I have been going to school off and on, more on than off, for nearly ten years now! In less than 38 days I will take my final final exam with UMUC, and December 30th will "graduate". I'll walk at commencement in May. The point is why am I doing this? Why am I going to school beyond December? I might even benefit from taking some time off. I could find a job somewhere...

Then there's the $500 I still have in scholarship money to be used for Spring semester. I would be inclined to take the Nutrition class that I still lack, as well as A&P II that I'm probably going ot have to take. That doesn't make any sense.

I'm not making any sense, and if you've come this far than thank you.

Well I have to at least finish this semester out, so it's onward with the reading and assignments...

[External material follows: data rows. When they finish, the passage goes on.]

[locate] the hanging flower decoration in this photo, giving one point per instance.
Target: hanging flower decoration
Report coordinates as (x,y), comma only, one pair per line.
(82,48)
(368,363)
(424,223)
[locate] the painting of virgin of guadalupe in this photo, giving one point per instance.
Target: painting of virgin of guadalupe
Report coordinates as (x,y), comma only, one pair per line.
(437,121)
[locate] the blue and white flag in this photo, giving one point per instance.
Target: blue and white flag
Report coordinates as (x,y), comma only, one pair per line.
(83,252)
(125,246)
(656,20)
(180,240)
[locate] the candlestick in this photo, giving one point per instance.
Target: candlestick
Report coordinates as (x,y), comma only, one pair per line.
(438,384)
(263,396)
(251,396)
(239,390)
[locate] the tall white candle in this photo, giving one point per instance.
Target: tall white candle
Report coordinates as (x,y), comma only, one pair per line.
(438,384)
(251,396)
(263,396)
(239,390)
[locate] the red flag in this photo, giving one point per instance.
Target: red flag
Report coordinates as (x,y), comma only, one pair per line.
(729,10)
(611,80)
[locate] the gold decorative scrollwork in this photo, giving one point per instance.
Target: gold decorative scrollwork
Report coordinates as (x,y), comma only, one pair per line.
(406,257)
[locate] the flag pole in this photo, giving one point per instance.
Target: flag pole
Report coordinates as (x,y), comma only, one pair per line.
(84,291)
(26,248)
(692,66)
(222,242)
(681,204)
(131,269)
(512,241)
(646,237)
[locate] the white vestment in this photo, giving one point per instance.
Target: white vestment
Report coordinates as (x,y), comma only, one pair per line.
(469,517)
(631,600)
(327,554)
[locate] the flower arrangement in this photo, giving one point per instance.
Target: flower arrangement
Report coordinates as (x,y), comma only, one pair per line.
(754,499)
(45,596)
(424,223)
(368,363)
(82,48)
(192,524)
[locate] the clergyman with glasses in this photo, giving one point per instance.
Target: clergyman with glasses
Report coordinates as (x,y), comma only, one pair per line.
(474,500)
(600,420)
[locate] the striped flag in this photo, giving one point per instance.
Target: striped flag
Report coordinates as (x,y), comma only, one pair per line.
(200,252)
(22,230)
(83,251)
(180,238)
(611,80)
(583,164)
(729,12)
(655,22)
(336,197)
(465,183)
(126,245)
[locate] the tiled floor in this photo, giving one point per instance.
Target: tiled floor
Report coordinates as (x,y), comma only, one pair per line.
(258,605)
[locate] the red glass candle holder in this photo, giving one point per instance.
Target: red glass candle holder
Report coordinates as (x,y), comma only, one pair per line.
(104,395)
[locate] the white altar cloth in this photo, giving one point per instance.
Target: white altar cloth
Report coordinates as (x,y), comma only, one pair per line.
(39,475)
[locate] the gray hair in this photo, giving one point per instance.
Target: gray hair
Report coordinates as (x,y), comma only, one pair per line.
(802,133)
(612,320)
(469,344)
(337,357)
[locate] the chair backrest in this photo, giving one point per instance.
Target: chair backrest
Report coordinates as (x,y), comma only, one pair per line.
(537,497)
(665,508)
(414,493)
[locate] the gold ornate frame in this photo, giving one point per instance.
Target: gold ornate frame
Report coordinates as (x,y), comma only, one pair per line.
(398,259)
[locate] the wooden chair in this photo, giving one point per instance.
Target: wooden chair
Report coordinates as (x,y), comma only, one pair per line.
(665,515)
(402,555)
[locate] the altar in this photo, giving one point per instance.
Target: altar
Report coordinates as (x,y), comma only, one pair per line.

I know this is somewhat insipid. There are so many more important things in life, but it is a matter of happiness.

Sunday, October 26, 2008

unlike dazzled, more like frazzled

Just taking a moment to whine. I have oh, about 4 chapters to read before Tuesday, and my first ATI test to take tomorrow afternoon. At least it's not much to worry about, it's just a critical thinking test-nothing that could be studied for.

Weekdays are so much better than weekends. I only have the girls to contend with, not that they're simple or anything.

What else? Oh, yes my psych class lab group had to submit our results section for our study by this evening. All thanks go to one member of the group, who so gallantly took on this task of enormous proportions, being that it was the statistical nightmare portion of the study. The other member of the group and myself have just suffered through a stats class together, this past summer. Stats is not a class to take online, but there really wasn't much choice, since the closest UMUC campus to me is TOO FAR AWAY! Anyway, we didn't really learn much, sad to say. Put it this way, if I were to go further in psych, such as at the grad level, I would take another stats class...in person, nonetheless. So she and I let the boy(well as compared to me, at my ancient age, he is a boy!) do the work. Never fear, we've pulled our weight in other areas, and will do so for the duration.

This coming week we have to complete the conclusions section. We are lacking some sources from our literature review because our fourth member dropped the class without warning, leaving work to be done.

So yeah, add all that together with the upcoming Nur105 skills lecture test on the 4th of November, the necessity of reading the ATI Fundamentals book, and oh let's not forget, an assignment due on the 4th, I'm a bit frazzled. This is all not to mention the family, the dead plants out in my garden, the toilets that need to be scrubbed, catbox needing a scoop or ten, and far be it from anyone else in the family to enter the kitchen and actually prepare a meal for anyone else!

Let me just go pour myself another glass of wine!